From Molly's Reviews 2002 Molly Martin Beyond the Cliffs of Kerry By Amanda Hughes-First Edition 2002
Interesting read ... Recommended Darcy McBride and her brother are the only survivors of their family who suffer the awful famine that swept Ireland during the hunger of the mid 1700s. After the death of her family caused Darcy and Liam along with another waif Bran Moynahan to be turned out of their home the children took refuge in the caves up on the cliffs of Kerry.
During the intervening years Darcy, Liam have become smugglers. A crime punishable with death, servitude or whatever the English soldiers decide. Darcy's childhood sweetheart Bran was captured and sent to serve seven years as an indentured servant in the American colonies.

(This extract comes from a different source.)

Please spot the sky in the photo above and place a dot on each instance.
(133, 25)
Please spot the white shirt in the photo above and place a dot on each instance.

With the arrival of Father Etienne Darcy's life will change in ways she never expected. Bran's return will ultimately lead to Darcy facing an indenture to be served in the American colonies. Liam, grave digger by trade is hung for his smuggling activities. Darcy is loaded aboard a ship and sold into indentured servitude. Over the years she becomes acquainted with Etienne's brother, finds both focus and love for her life and at last learns that life can be good despite many setbacks.
Writer Amanda Hughes has taken a bleak, bitter time in history and woven a very credible tale of duplicity, adventure and even romance from it. "Beyond the Cliffs of Kerry" is a hard hitting gritty tale filled with lusty well developed characters who raise empathy from the reader. The players peopling "Beyond the Cliffs of Kerry" are most human notwithstanding their predictable wholly understandable desire for self preservation. Dialogue is believable, at times harsh and filled with the pathos of the time portrayed.
Hughes has done a fine job of research to help fill the gaps the reader might have concerning the day to day lives of those caught up in that frightful time. The famine period of the 1700s was a desperate time filled with desperate people forced to scrabble just for existence from babyhood forward. Hughes has done a fine job creating settings, characters and circumstance to bring the reader into the duration portrayed.
The reader is caught up in the narrative from the opening paragraph when we find Darcy standing in her kitchen. We are caught fast and carried along on a breathless trek from Kerry to the American colonies, through the war between England and France and back once more to Kerry.